Losing has never been considered in a country gripped by Obamamania for the best part of four years. Ever since their “lost son” was elected to the Senate everyone has been expecting him to become president.
Every twist and turn of his primary battle and general election campaign have been followed in the local papers and on television in the belief that his rise was inevitable.
Today, early signs of celebration were obvious everywhere, long before the polls opened.
American flags hung from trees in the city centre of Kisumu, the regional capital, and flapped from the handlebars of bicycle taxis.
The Jamaican reggae hit, “Barack Obama”, by Cocoa Tea boomed from matatus—the battered minibus taxis that most locals use to get around.
And bars were setting up big screens so that patrons could watch television coverage from the US as a whole nation held its breath for the signal to celebrate.
In Kogelo, women peeled onions and stoked cooking fires—yet another reminder of the vast gulf between his American dream and their African reality.
Children rehearsed their songs ahead of a party being held at a neighbouring school, the Senator Barack Obama Secondary School, while gospel music pumped from a marquee where priests were praying for victory.

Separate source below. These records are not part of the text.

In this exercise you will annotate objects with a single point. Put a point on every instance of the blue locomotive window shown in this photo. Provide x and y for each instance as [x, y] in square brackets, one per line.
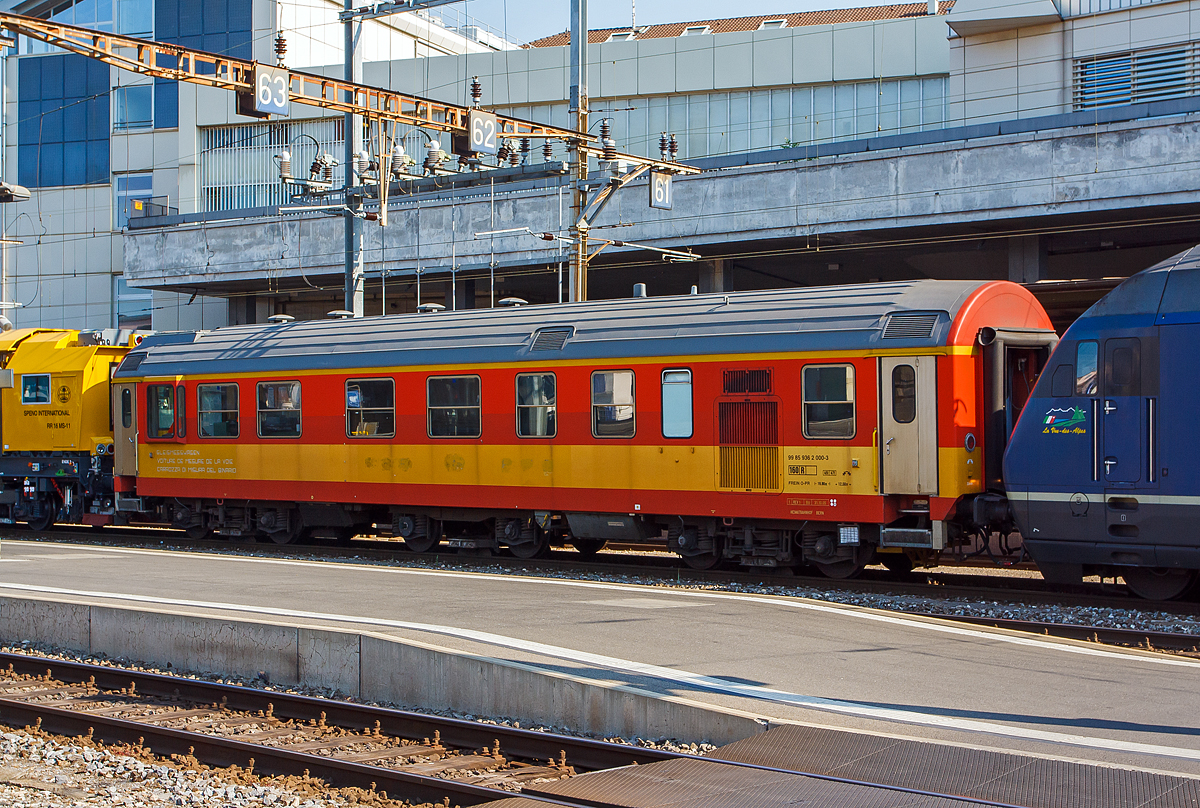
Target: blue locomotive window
[828, 401]
[217, 411]
[454, 406]
[612, 404]
[537, 406]
[1063, 382]
[160, 411]
[677, 404]
[35, 388]
[279, 410]
[1086, 363]
[180, 412]
[370, 408]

Abongo, sitting in front of the tin-roofed shack that once belonged to Obama’s father, a government economist who died in a car accident more than two decades ago, said dozens of family members had congregated for a historic event.
“The reason we are here is that we are looking forward to a great day to celebrate,” he said, rubbishing any suggestion that Mr McCain might win. “We are not considering that possibility. I am not,” he said confidently, as a cock crowed in the shade of a mango tree.” The first stage of the celebrations was starting tonight.
Relatives, including some from England, were planning to stay up watching the results start to filter across the Atlantic.
Tomorrow, they will move to the neighbouring school where the chickens are breathing their last.
“It’s going to be chaotic,” said Ben Semel, from New York, who was helping organise the feast, “especially when everyone goes through the election night without sleeping.”